Bisnis.com, JAKARTA – Sebagian pemilih nonmuslim kecewa karena Joko Widodo (Jokowi) menggandeng Ma’ruf Amin sebagai pendamping dalam Pemilihan Umum Presiden 2019, sehingga mereka berpaling kepada pasangan Prabowo Subianto-Sandiaga Salahuddin Uno yang dianggap ‘bercita rasa’ nasionalis.
Fakta itu terekam dari hasil survei Lingkaran Survei Indonesia (LSI) sepanjang 12-19 Agustus 2018. Sebanyak 1.200 responden berusia di atas 17 tahun menjadi sampel dalam survei berbasis wawancara dengan marjin kesalahan sebesar +/-2,9% dan tingkat kepercayaan 95% tersebut.
Di kalangan pemilih nonmuslim, yang dalam survei mewakili 10,1% populasi Indonesia, elektabilitas Jokowi-Ma’ruf sebesar 47,5%, berbanding 43,6% yang mendukung Prabowo-Sandi.
Meski unggul dari kompetitor, suara Jokowi terkoreksi 18,8% bila tidak berpasangan dengan Ma’ruf. Kala sendirian, elektabilitasnya sebesar 70,3%, sedangkan saat bertandem dengan Ma’ruf menjadi 51,5%.
Sebaliknya, Sandiaga Uno memiliki elektabilitas lebih tinggi dari Ma’ruf di kalangan kalangan minoritas tersebut. Sebanyak 36,6% responden memilih Sandiaga ketika ditanya siapa calon wakil presiden pilihan mereka, berbanding 34,7% responden yang memilih Ma’ruf.
Peneliti LSI Adjie Alfaraby menduga kemerosotan suara Jokowi di kalangan pemilih nonmuslim disebabkan efek kejut penunjukan Ma’ruf. Pemilih nonmuslim masih tidak percaya bahwa sosok Ketua Umum Majelis Ulama Indonesia (MUI) itu menjadi tandem Jokowi.
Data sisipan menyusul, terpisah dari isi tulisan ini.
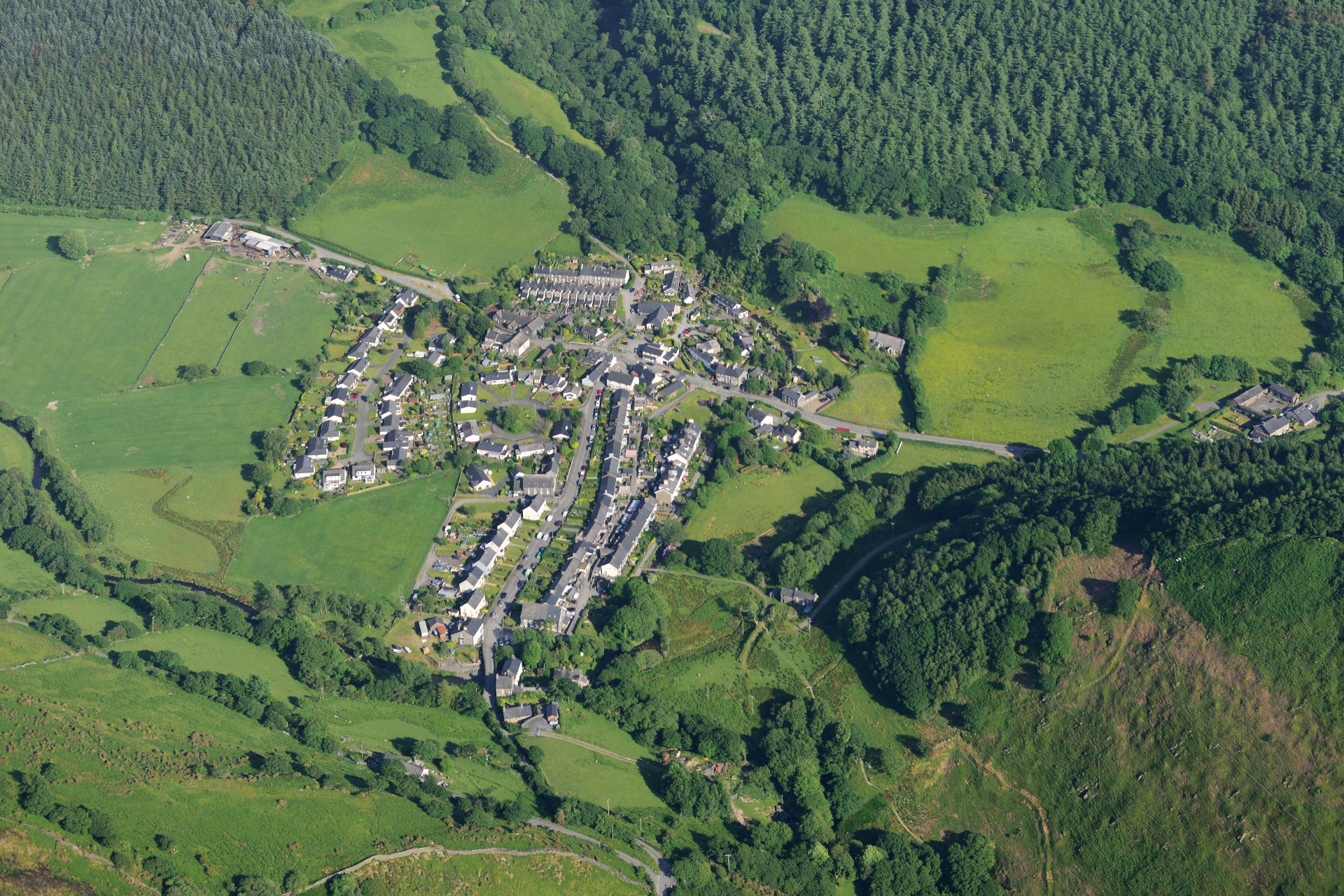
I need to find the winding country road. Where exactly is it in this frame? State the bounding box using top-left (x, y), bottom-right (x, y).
top-left (808, 523), bottom-right (932, 620)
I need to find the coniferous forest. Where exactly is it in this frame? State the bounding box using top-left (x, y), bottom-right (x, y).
top-left (0, 0), bottom-right (352, 215)
top-left (444, 0), bottom-right (1344, 289)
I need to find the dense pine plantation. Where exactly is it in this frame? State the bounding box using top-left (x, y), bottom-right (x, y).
top-left (0, 0), bottom-right (351, 214)
top-left (444, 0), bottom-right (1344, 298)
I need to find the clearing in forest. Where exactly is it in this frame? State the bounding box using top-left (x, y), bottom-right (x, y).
top-left (767, 196), bottom-right (1309, 444)
top-left (294, 142), bottom-right (570, 278)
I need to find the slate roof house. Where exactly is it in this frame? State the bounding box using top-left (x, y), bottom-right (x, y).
top-left (462, 463), bottom-right (495, 491)
top-left (868, 330), bottom-right (906, 357)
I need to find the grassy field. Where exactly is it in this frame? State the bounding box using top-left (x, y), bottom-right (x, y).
top-left (303, 0), bottom-right (457, 108)
top-left (561, 704), bottom-right (653, 759)
top-left (0, 253), bottom-right (206, 412)
top-left (824, 371), bottom-right (910, 430)
top-left (220, 265), bottom-right (336, 373)
top-left (0, 544), bottom-right (57, 591)
top-left (0, 657), bottom-right (450, 893)
top-left (125, 626), bottom-right (312, 699)
top-left (228, 474), bottom-right (456, 599)
top-left (79, 468), bottom-right (221, 573)
top-left (466, 50), bottom-right (602, 152)
top-left (359, 855), bottom-right (647, 896)
top-left (0, 822), bottom-right (144, 896)
top-left (767, 196), bottom-right (1308, 443)
top-left (145, 254), bottom-right (266, 380)
top-left (1161, 539), bottom-right (1344, 719)
top-left (685, 461), bottom-right (840, 544)
top-left (523, 738), bottom-right (664, 808)
top-left (0, 622), bottom-right (70, 669)
top-left (1106, 206), bottom-right (1312, 371)
top-left (0, 212), bottom-right (162, 268)
top-left (42, 376), bottom-right (298, 473)
top-left (291, 142), bottom-right (570, 281)
top-left (10, 594), bottom-right (144, 634)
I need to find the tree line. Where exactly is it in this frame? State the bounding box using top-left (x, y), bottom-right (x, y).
top-left (839, 416), bottom-right (1344, 715)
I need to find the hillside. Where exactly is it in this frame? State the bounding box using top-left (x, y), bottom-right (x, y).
top-left (0, 0), bottom-right (351, 215)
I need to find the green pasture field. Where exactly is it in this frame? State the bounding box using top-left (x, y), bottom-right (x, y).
top-left (561, 703), bottom-right (653, 759)
top-left (0, 212), bottom-right (162, 268)
top-left (291, 142), bottom-right (570, 281)
top-left (824, 371), bottom-right (909, 430)
top-left (1161, 539), bottom-right (1344, 719)
top-left (1105, 206), bottom-right (1312, 372)
top-left (523, 738), bottom-right (665, 810)
top-left (79, 466), bottom-right (221, 573)
top-left (145, 254), bottom-right (266, 382)
top-left (466, 50), bottom-right (602, 152)
top-left (0, 542), bottom-right (57, 591)
top-left (767, 196), bottom-right (1308, 444)
top-left (42, 376), bottom-right (297, 473)
top-left (317, 0), bottom-right (458, 108)
top-left (227, 474), bottom-right (456, 601)
top-left (0, 822), bottom-right (145, 896)
top-left (10, 592), bottom-right (137, 634)
top-left (0, 253), bottom-right (206, 412)
top-left (167, 463), bottom-right (248, 523)
top-left (220, 265), bottom-right (336, 373)
top-left (685, 461), bottom-right (841, 544)
top-left (132, 626), bottom-right (313, 700)
top-left (0, 426), bottom-right (32, 475)
top-left (358, 844), bottom-right (648, 896)
top-left (0, 622), bottom-right (70, 669)
top-left (0, 655), bottom-right (450, 893)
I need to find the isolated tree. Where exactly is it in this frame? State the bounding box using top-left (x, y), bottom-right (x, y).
top-left (258, 426), bottom-right (289, 463)
top-left (57, 227), bottom-right (89, 260)
top-left (1140, 258), bottom-right (1185, 293)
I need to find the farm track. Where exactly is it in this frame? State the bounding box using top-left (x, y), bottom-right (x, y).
top-left (136, 251), bottom-right (214, 383)
top-left (19, 821), bottom-right (159, 893)
top-left (215, 265), bottom-right (270, 370)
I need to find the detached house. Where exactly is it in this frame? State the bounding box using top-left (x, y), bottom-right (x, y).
top-left (462, 463), bottom-right (495, 491)
top-left (323, 466), bottom-right (349, 491)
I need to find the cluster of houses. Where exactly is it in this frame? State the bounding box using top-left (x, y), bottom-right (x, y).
top-left (748, 407), bottom-right (802, 444)
top-left (500, 700), bottom-right (561, 729)
top-left (1233, 383), bottom-right (1320, 444)
top-left (457, 510), bottom-right (523, 598)
top-left (644, 259), bottom-right (699, 305)
top-left (517, 263), bottom-right (630, 310)
top-left (292, 289), bottom-right (433, 491)
top-left (776, 386), bottom-right (840, 411)
top-left (481, 310), bottom-right (546, 357)
top-left (653, 421), bottom-right (700, 505)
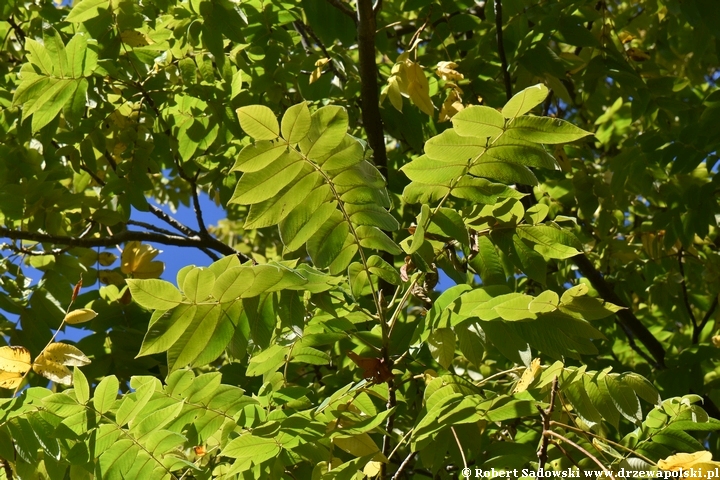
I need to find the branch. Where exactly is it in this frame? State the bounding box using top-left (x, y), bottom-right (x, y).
top-left (188, 170), bottom-right (208, 238)
top-left (6, 17), bottom-right (27, 48)
top-left (678, 248), bottom-right (697, 333)
top-left (572, 254), bottom-right (665, 368)
top-left (495, 0), bottom-right (512, 100)
top-left (0, 227), bottom-right (236, 258)
top-left (543, 430), bottom-right (615, 480)
top-left (357, 0), bottom-right (387, 175)
top-left (327, 0), bottom-right (357, 25)
top-left (693, 295), bottom-right (718, 343)
top-left (394, 452), bottom-right (417, 480)
top-left (537, 375), bottom-right (558, 469)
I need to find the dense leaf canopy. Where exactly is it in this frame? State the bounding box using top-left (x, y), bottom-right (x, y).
top-left (0, 0), bottom-right (720, 480)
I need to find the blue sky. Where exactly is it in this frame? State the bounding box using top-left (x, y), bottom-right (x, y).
top-left (3, 194), bottom-right (455, 341)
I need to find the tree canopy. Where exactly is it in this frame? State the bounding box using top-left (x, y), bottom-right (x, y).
top-left (0, 0), bottom-right (720, 480)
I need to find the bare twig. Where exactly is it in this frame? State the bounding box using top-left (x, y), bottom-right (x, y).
top-left (394, 452), bottom-right (417, 480)
top-left (693, 295), bottom-right (718, 343)
top-left (0, 227), bottom-right (235, 257)
top-left (495, 0), bottom-right (512, 100)
top-left (543, 430), bottom-right (615, 480)
top-left (450, 427), bottom-right (467, 468)
top-left (7, 17), bottom-right (26, 48)
top-left (327, 0), bottom-right (357, 24)
top-left (678, 248), bottom-right (697, 330)
top-left (538, 375), bottom-right (558, 469)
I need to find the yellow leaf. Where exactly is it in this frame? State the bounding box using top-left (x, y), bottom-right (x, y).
top-left (363, 460), bottom-right (382, 478)
top-left (65, 308), bottom-right (97, 325)
top-left (0, 347), bottom-right (31, 374)
top-left (42, 342), bottom-right (90, 367)
top-left (98, 270), bottom-right (125, 288)
top-left (513, 358), bottom-right (541, 393)
top-left (618, 31), bottom-right (635, 44)
top-left (385, 75), bottom-right (402, 112)
top-left (333, 433), bottom-right (380, 457)
top-left (120, 241), bottom-right (165, 278)
top-left (438, 89), bottom-right (465, 122)
top-left (435, 62), bottom-right (465, 82)
top-left (33, 355), bottom-right (72, 385)
top-left (658, 451), bottom-right (712, 472)
top-left (555, 145), bottom-right (572, 172)
top-left (625, 48), bottom-right (650, 62)
top-left (120, 30), bottom-right (151, 48)
top-left (0, 371), bottom-right (25, 389)
top-left (98, 252), bottom-right (117, 267)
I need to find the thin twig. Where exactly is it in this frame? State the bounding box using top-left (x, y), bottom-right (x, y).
top-left (550, 420), bottom-right (656, 465)
top-left (693, 295), bottom-right (718, 343)
top-left (537, 375), bottom-right (558, 469)
top-left (543, 430), bottom-right (615, 480)
top-left (7, 17), bottom-right (26, 48)
top-left (495, 0), bottom-right (512, 100)
top-left (678, 248), bottom-right (697, 330)
top-left (390, 452), bottom-right (417, 480)
top-left (450, 427), bottom-right (467, 468)
top-left (327, 0), bottom-right (357, 24)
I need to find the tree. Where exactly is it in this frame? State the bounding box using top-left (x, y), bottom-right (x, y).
top-left (0, 0), bottom-right (720, 479)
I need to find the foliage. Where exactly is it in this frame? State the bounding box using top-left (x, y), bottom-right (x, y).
top-left (0, 0), bottom-right (720, 480)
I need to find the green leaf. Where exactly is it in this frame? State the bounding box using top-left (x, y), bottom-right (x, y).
top-left (300, 105), bottom-right (348, 161)
top-left (321, 134), bottom-right (365, 175)
top-left (65, 0), bottom-right (110, 23)
top-left (115, 382), bottom-right (155, 426)
top-left (228, 150), bottom-right (303, 205)
top-left (516, 225), bottom-right (580, 260)
top-left (455, 322), bottom-right (486, 367)
top-left (236, 105), bottom-right (280, 140)
top-left (127, 279), bottom-right (182, 310)
top-left (355, 225), bottom-right (402, 255)
top-left (504, 115), bottom-right (592, 144)
top-left (65, 33), bottom-right (90, 78)
top-left (138, 304), bottom-right (198, 357)
top-left (469, 236), bottom-right (506, 285)
top-left (425, 129), bottom-right (488, 165)
top-left (244, 168), bottom-right (325, 229)
top-left (307, 210), bottom-right (350, 268)
top-left (452, 106), bottom-right (505, 139)
top-left (93, 375), bottom-right (120, 414)
top-left (427, 328), bottom-right (455, 369)
top-left (502, 83), bottom-right (549, 118)
top-left (222, 433), bottom-right (280, 464)
top-left (73, 367), bottom-right (90, 404)
top-left (167, 305), bottom-right (220, 371)
top-left (279, 185), bottom-right (337, 252)
top-left (400, 155), bottom-right (467, 186)
top-left (282, 102), bottom-right (311, 145)
top-left (246, 344), bottom-right (290, 377)
top-left (528, 290), bottom-right (560, 313)
top-left (183, 267), bottom-right (215, 303)
top-left (290, 347), bottom-right (330, 365)
top-left (525, 203), bottom-right (550, 225)
top-left (230, 140), bottom-right (287, 172)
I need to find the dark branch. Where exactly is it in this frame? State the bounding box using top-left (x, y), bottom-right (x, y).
top-left (0, 227), bottom-right (239, 260)
top-left (495, 0), bottom-right (512, 100)
top-left (148, 205), bottom-right (199, 237)
top-left (7, 17), bottom-right (26, 48)
top-left (693, 295), bottom-right (718, 343)
top-left (392, 452), bottom-right (417, 480)
top-left (678, 248), bottom-right (697, 330)
top-left (327, 0), bottom-right (357, 24)
top-left (572, 254), bottom-right (665, 368)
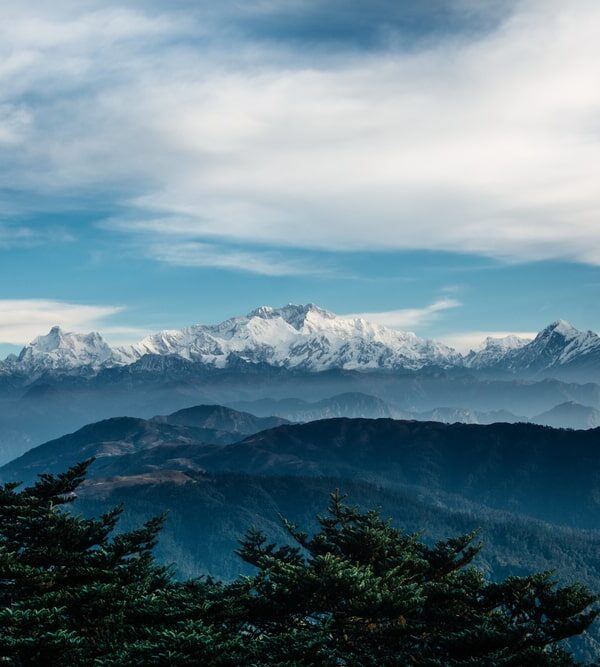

“Nonmuslim yang terkejut itu ada sebagian yang kecewa sehingga melimpahkan dukungan ke Prabowo-Sandi,” katanya usai merilis survei di Jakarta, Selasa (21/8/2018).
Riwayat Masa Lalu
Kekecewaan itu bersumber dari riwayat masa lalu Ma’ruf dengan mantan Gubernur DKI Jakarta Basuki Tjahaja Purnama atau Ahok. Sebagai Ketua Umum MUI, Ma’ruf menerbitkan sikap keagamaan atas pernyataan Ahok mengenai Surat Al-Maidah Ayat 51 di Kepulauan Seribu pada Oktober 2016 sebagai bentuk penistaan agama.
Setelah keluarnya sikap keagamaan itu, terjadi gelombang Aksi Bela Islam 411 dan 212 yang menuntut penegakan hukum terhadap Ahok.
Gerakan massa ditengarai tidak hanya berhasil menjungkalkan pria keturunan Tionghoa beragama Kristen tersebut dari kontestasi Pilgub Jakarta 2017, tetapi menjerumuskannya ke dalam jeruji besi.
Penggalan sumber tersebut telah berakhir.